The current conventional wisdom is that the market for subsea installation and maintenance is slightly more insulated from the worst effects of the oil price fall, given the long project timelines and high capex involved. But with new short-term investment set to be cut, and reports of declining vessel utilisation, it seems likely that the potentially positive longer-term trend will be preceded by short-term challenges.
A key indicator of subsea construction demand is the backlog for EPC work held by major subsea companies. The growth rate of this year-on-year is shown on the graph (red line). Broadly, this follows the oil price, going into negative territory in Q1 2015, just as it did during 2009.
The remaining two lines on the graph show the year-on-year growth in two parts of the fleet related to subsea construction and subsea support. Growth in both accelerated in 2009 (albeit from a relatively small fleet). A rush of deliveries hit the wrong part of the market cycle and exacerbated the demand weakness caused by the 2009 oil price drop. It is also noticeable that, back then, the growth of the support fleet was more rapid than growth in the fleet of the larger construction assets, despite the fact that the IMR fleet was already 91% larger.
Calm Beneath The Storm?
Of course, the key question now is: will it happen again? The industry is likely to have to weather multiple quarters of declining backlog given that oil price weakness is discouraging IOCs, whilst another major demand source, Petrobras, clearly has issues to resolve. Unfortunately, the answer is, to some degree, yes. Ordering in the last few years means that fleet growth is set to accelerate in 2015.
So will it matter? Again, the answer may well be yes, in the short term. Few would deny that all markets, including subsea, face short-term challenges. However, the longer-term fundamentals give cause for optimism. As subsea well completions age, their maintenance requirements are likely to increase. A decade ago, 15% of installed subsea wells were over 15 years of age: today 35% are, and the volume of such “middle-aged” subsea structures has been growing at 20% per annum. This is a supportive trend for the longer-term future of the IMR fleet, whilst those assets focussed on new construction are more dependent on the fortunes of EPC companies’ backlogs, which, as shown below, are currently in decline.
Beneath The Waves
A wildcard which may help the IMR fleet is the share of smaller-craned units ordered by new, Asian players.
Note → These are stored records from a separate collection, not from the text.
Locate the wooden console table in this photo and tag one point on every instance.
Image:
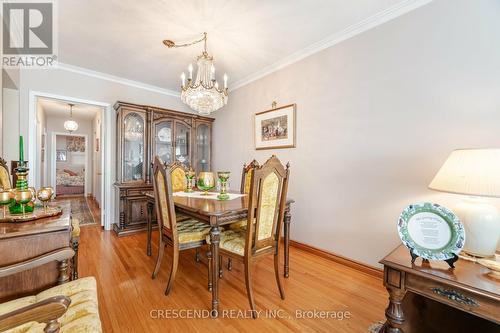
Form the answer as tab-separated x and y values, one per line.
21	241
431	297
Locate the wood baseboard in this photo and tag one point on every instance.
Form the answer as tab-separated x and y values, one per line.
367	269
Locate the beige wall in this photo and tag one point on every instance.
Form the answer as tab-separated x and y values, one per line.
376	117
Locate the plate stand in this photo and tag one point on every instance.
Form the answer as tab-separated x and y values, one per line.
450	261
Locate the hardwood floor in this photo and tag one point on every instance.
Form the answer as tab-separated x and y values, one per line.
130	301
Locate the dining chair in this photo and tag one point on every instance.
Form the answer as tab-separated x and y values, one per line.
180	235
178	173
246	178
266	207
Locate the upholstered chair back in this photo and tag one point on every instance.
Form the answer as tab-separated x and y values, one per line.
164	203
246	176
267	202
4	175
178	175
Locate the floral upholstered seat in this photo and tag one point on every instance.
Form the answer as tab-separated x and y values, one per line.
81	316
232	240
192	230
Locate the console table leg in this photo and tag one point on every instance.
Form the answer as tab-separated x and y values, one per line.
286	231
150	226
394	312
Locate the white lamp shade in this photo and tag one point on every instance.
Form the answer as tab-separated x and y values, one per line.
470	171
70	125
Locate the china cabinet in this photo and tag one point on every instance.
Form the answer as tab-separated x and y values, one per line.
142	132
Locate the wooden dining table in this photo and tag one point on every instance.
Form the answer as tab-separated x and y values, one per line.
216	213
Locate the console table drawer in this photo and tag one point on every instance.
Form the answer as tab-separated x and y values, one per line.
480	304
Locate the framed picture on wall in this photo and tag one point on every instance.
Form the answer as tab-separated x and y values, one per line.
61	156
275	128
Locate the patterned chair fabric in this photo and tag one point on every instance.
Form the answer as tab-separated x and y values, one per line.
81	316
178	179
268	204
248	181
192	231
232	240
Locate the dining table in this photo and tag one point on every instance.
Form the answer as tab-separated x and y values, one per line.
216	213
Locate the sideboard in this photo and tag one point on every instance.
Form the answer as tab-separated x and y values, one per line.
142	133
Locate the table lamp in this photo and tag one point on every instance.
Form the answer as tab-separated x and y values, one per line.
475	173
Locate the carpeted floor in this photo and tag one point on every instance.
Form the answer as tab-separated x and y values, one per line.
80	210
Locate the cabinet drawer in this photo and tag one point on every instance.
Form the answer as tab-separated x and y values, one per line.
466	300
137	210
134	192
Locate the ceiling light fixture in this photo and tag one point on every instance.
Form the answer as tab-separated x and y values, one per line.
202	94
70	125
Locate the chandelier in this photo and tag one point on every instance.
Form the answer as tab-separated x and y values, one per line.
70	125
203	94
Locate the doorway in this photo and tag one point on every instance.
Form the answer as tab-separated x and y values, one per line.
72	162
69	164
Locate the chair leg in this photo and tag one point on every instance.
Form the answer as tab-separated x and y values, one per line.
220	267
159	258
209	257
248	283
74	245
173	270
277	274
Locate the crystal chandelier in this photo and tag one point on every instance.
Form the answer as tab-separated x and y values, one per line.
70	125
203	94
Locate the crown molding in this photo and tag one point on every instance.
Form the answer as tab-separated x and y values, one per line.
349	32
116	79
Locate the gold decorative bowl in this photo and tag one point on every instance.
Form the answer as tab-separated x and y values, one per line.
6	197
206	181
23	196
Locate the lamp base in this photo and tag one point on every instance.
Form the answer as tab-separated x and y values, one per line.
482	226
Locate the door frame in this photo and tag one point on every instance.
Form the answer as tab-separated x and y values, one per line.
53	162
107	117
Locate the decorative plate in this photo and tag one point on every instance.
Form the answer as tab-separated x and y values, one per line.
431	231
165	134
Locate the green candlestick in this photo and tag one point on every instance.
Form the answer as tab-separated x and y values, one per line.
21	148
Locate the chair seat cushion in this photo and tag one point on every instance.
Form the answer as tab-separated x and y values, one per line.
232	240
75	231
192	231
241	224
81	316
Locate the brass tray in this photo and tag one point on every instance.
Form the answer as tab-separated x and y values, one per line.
38	213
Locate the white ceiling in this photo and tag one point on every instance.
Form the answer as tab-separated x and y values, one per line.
124	37
58	108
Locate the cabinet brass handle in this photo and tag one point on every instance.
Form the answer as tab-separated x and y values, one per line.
455	296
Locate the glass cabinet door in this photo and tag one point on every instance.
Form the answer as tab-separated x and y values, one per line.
202	148
133	147
182	144
163	141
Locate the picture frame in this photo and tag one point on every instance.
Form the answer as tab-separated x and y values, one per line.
61	156
275	128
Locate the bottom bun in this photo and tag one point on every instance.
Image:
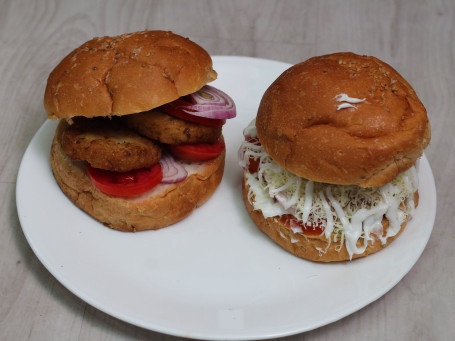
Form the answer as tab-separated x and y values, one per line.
308	247
162	206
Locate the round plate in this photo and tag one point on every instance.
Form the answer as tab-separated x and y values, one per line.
213	275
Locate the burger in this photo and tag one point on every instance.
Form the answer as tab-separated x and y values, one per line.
139	141
330	160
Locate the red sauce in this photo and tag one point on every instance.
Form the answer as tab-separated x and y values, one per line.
307	229
253	164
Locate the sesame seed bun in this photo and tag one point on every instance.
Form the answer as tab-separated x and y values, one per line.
303	129
130	73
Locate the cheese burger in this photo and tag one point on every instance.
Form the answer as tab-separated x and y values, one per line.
329	162
139	144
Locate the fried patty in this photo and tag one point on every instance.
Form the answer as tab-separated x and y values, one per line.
105	143
168	129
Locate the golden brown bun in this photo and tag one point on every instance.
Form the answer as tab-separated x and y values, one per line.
160	207
306	246
301	129
126	74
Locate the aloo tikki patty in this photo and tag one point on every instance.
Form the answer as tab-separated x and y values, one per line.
106	143
168	129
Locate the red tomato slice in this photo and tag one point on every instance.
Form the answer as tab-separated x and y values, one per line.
308	230
174	110
125	183
197	151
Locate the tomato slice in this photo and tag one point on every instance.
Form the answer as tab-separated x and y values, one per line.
307	229
175	109
125	183
198	151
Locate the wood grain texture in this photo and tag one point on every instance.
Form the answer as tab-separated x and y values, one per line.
416	37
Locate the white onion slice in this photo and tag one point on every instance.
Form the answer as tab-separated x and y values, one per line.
208	102
173	171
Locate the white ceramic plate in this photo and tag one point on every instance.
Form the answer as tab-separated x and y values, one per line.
214	275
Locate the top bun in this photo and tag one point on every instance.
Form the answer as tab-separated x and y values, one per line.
126	74
303	129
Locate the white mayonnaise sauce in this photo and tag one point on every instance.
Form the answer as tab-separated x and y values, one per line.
348	100
349	213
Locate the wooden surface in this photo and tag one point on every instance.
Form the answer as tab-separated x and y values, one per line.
416	37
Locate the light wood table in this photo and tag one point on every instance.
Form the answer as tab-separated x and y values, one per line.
416	37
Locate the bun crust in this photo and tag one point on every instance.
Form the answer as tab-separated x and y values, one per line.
126	74
162	206
301	129
307	246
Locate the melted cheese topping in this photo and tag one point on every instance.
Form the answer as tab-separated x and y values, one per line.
349	213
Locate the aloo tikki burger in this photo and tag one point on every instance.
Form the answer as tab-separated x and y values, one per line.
330	160
139	141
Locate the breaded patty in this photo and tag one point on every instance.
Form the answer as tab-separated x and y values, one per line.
168	129
106	144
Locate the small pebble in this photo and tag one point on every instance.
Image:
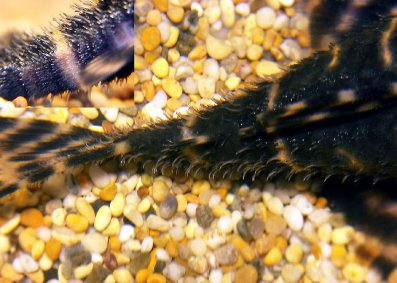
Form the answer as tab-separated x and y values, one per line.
292	273
147	245
293	217
265	17
246	274
95	242
168	207
157	223
103	217
99	177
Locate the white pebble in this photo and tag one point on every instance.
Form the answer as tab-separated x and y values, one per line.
275	205
303	204
293	217
198	247
265	17
126	232
162	255
174	271
147	244
99	177
225	224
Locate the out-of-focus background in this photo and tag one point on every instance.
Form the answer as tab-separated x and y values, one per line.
30	15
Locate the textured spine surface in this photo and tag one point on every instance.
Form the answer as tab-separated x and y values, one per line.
94	46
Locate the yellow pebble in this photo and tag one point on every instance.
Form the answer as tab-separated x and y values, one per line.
156	278
232	83
354	272
198	52
175	14
10	225
123	276
267	68
109	192
150	38
85	209
77	223
142	276
174	35
38	249
273	257
160	68
153	18
294	253
32	217
172	87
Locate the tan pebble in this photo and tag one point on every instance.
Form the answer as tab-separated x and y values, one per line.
117	205
156	278
160	68
4	244
175	14
27	238
294	253
83	271
102	218
58	216
343	235
198	52
53	248
254	52
160	191
140	63
273	257
8	272
217	48
85	209
38	249
162	5
354	272
45	262
32	217
123	276
292	273
172	87
66	236
150	38
173	38
267	68
287	3
77	223
109	192
10	225
246	274
90	113
232	83
113	228
37	276
173	55
153	18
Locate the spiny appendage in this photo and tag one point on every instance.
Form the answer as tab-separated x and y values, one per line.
94	46
346	19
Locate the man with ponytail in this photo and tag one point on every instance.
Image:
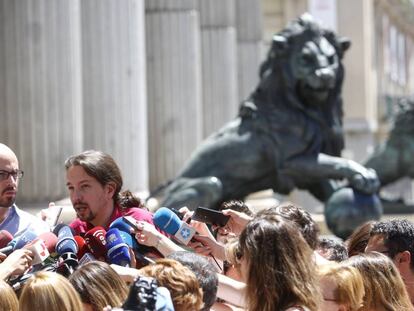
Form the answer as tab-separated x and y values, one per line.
94	182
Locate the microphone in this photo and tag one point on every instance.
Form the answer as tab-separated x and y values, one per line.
66	243
18	242
169	222
121	225
87	257
5	238
95	239
118	251
67	248
82	247
42	247
50	239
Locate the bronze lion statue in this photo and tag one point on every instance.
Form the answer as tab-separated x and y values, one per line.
394	159
288	133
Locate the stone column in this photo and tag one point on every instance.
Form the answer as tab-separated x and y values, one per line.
219	63
114	85
249	38
40	91
359	89
174	85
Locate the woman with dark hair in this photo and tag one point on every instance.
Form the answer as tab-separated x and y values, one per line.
358	240
98	286
384	287
277	266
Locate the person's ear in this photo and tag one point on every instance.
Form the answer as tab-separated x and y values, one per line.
403	258
342	308
110	189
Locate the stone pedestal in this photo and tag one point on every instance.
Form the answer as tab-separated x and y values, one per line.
114	85
40	91
174	85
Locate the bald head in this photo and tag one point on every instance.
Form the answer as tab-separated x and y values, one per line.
5	151
8	183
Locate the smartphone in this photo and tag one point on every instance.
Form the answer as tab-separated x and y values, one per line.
53	214
210	216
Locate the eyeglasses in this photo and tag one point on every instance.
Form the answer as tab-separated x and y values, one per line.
17	174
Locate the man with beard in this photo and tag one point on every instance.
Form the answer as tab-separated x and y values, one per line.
13	219
94	183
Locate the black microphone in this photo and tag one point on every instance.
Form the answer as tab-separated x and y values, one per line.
67	248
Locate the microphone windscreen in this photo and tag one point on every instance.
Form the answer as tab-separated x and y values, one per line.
82	247
118	252
66	243
166	220
95	239
5	238
26	237
120	224
129	240
50	241
60	226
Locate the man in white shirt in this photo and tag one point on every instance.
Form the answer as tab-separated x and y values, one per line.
13	219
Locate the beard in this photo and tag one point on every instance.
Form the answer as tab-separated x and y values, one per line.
7	200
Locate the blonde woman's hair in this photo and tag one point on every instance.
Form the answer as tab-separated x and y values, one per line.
182	283
49	291
8	299
349	284
384	287
99	285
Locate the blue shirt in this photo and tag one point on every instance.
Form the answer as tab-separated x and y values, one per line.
18	221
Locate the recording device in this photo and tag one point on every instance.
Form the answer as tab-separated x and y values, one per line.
66	242
131	221
67	248
19	242
95	239
53	213
5	238
118	250
82	247
210	216
87	257
18	283
42	247
169	222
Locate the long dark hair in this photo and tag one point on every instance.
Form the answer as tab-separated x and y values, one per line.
104	169
281	271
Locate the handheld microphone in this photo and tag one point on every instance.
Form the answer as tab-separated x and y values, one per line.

The Asian share of the MSV orderbook is now 25%: double that in 2005. The largest areas for subsea production (the North Sea, Brazil, West Africa) are in the Atlantic. If operators there take an attitude of preferring more experienced subsea owners, this could constrain vessel supply in the Atlantic more than the orderbook picture would suggest.
So, weaker markets are already very evident, with declining backlogs, idle vessels and companies announcing job cuts. Yet there are reasons to be optimistic about the longer term future, particularly for maintenance requirements. However, the market will clearly first have to surmount a short-term future of excess supply and muted demand.